RUSH: Now, moving on to our business broadcast day: hurricane plugging toward the Louisiana-Texas border. Texas is now evacuating Lufkin, Texas. They expect Port Arthur to be flooded as well, which is where a lot of refining capacity is. Port Arthur, isn’t that where Janis Joplin is from? I think Port Arthur — and Jimmy Johnson, the former coach Of The Miami Dolphins — Miami Hurricanes and Dallas Cowboys. He did coach the coach the Dolphins as well. He’s now with Fox Sports. I think they’re both from Port Arthur, if I’m not mistaken. (interruption) Well, there is a jet fuel terminal there. It’s not going to screw it up. It’s going to cause supply problems for a while and distribution problems if it does get hit as bad as everybody is suggesting. Governor Bush is already warning Floridians not to panic, that there might be some shortages here, as there were last time, because the pipelines from that region — and, by the way, make no mistake about it: Texas is the petroleum capital of the country. If this hurricane… It’s down to a category three now, by the way, which is still powerful, but the problem is not that. The problem is that the forecast models all say it’s going to stall once it hits land. It’s going to not “stall” but really, really slow down. Some parts of Texas may get 25 inches of rain, they’re saying, and 16 hours of hurricane force winds.

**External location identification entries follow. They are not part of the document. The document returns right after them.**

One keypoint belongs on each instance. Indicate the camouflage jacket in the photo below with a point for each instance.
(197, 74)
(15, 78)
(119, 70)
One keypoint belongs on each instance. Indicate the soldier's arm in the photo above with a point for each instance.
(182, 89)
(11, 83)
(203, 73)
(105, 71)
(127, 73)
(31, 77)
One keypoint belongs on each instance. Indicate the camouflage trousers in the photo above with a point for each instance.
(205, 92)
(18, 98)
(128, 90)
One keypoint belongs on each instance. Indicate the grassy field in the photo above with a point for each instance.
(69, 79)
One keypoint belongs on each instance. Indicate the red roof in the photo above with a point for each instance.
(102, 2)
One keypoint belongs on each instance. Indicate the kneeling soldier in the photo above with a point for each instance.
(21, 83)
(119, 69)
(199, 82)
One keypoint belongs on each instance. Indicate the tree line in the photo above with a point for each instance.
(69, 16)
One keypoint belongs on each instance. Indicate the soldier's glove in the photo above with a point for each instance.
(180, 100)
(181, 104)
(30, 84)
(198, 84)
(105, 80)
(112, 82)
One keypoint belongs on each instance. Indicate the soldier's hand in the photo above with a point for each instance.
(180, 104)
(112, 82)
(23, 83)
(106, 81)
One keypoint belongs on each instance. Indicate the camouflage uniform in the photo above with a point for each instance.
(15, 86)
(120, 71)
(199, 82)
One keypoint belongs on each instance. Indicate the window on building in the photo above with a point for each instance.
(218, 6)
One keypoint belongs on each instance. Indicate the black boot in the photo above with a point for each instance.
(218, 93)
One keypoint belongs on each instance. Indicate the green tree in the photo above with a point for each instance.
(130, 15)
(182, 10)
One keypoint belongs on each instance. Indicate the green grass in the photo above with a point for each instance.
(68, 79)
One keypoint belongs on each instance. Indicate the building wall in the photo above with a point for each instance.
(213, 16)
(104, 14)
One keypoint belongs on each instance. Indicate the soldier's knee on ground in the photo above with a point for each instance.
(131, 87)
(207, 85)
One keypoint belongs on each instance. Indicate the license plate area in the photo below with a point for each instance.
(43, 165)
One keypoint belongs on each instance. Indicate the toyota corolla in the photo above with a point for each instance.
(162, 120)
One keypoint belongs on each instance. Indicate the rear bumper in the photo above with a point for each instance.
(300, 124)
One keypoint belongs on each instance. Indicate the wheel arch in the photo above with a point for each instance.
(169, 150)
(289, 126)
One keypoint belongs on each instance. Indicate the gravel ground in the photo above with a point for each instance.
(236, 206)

It’s bad enough when these things roll through at 12 or 15 miles an hour but when they roll through and then stall over you… If you’ve never been in a hurricane, the best way to describe being in a category three or four, even a two, the best way to describe it, so that you understand just the noise, just the noise, is tremendous. Imagine that you are on the tarmac at any airport and a Boeing 747 with its brakes on revs all four engines to max power, and then stand there and endure that for as long as you think the hurricane lasts. That’s how loud it is. The noise of these things, for people that have never been through them, is one of the most shocking things and unexpected things that happens, as well as the destruction. Interesting story today. This is from the Associated Press, interestingly enough. “Scientists: You Cannot Modify Hurricanes.” Some wacko in Europe is now saying that this hurricane proves global warming. It’s becoming laughable. But this story has a fascinating fact in it. Let me read to you just a part of the story: “It sounds like a good idea. It sounds like a great idea: Let’s just blast hurricanes like Rita and Katrina out of the sky before they hurt more people. Or, at least weaken the storms and steer them away from cities. Atmospheric scientists say it’s wishful thinking that we could destroy or even influence something as huge and powerful as a hurricane. They abandoned such a quest years ago after more than two decades of inconclusive government-sponsored research.”
The vanity! The vanity of thinking that we could, anyway. What are we going to do, go out there and seed the clouds? What are we going to do? There was one experiment. They thought they’d put some pellets into a hurricane that would soak up all the moisture and basically kill it, and they tried that, and that didn’t work. Nothing worked. Can I tell you why? “Researchers say hurricanes would dwarf” any measure we take. “For example, Hurricane Rita measures about 400 miles across.” Now listen to this: “According to the center for atmospheric research, the heat energy” alone, the heat energy, “released by a hurricane equals 50 to 200 trillion watts,” of power, “or about the same amount of energy released by exploding a 10-megaton nuclear bomb every 20 minutes.” The idea that we lowly mammals think that we would have anything to say about this hurricane, any hurricane — creating one, stopping one, steering one, weakening one — is absolutely laughable. You get used to seeing these thing on television now on a weather map, and in fact it looks like just a flat piece of cloud rolling across the ocean. We never see any pictures of the eye of it. Well, you see pictures of the eye. We never see any pictures out at sea of what that hurricane looks like. Can you imagine the power? Stop and think. This thing, when it is 500 miles away from coastline, it’s still causing eight-foot waves, 400, 500 miles away. Now, stop and think of what it must take. A body of water like the Gulf of Mexico, imagine what you would have to do to stir that up to cause that, and then, is there anything we could do short of a nuclear bomb to do it?
And according to this it would take a bunch of them to create the same kind of power this hurricane is putting out, consistently. If you really stop and think about all this, it just boggles the mind to think that we human beings would have any power whatsoever over these storms, and then when you extrapolate that kind of reality and realization to global warming, it gets even more ridiculous as you ponder it. I mean, I live on the coast of the Atlantic Ocean down here in Florida, and, folks, there’s not a hurricane out there. Well, there is, there’s a low-pressure area that’s Hurricane Philippe, and it is away out there, it is way, way out there. This Hurricane Rita that got nowhere near here, the surfers were out having a ball for a full week. The waves were huge! The power to stir up something as big as the Atlantic Ocean and the Gulf of Mexico is — again, it’s like a trillion dollars; it’s incomprehensible. Do you know how long, if you wanted to count from one to one trillion, how long it would take you if you counted once every second? It’d take you 31 years. People have no concept of size. Sometimes that’s not their fault. It’s just some of these things are impossible to even concede.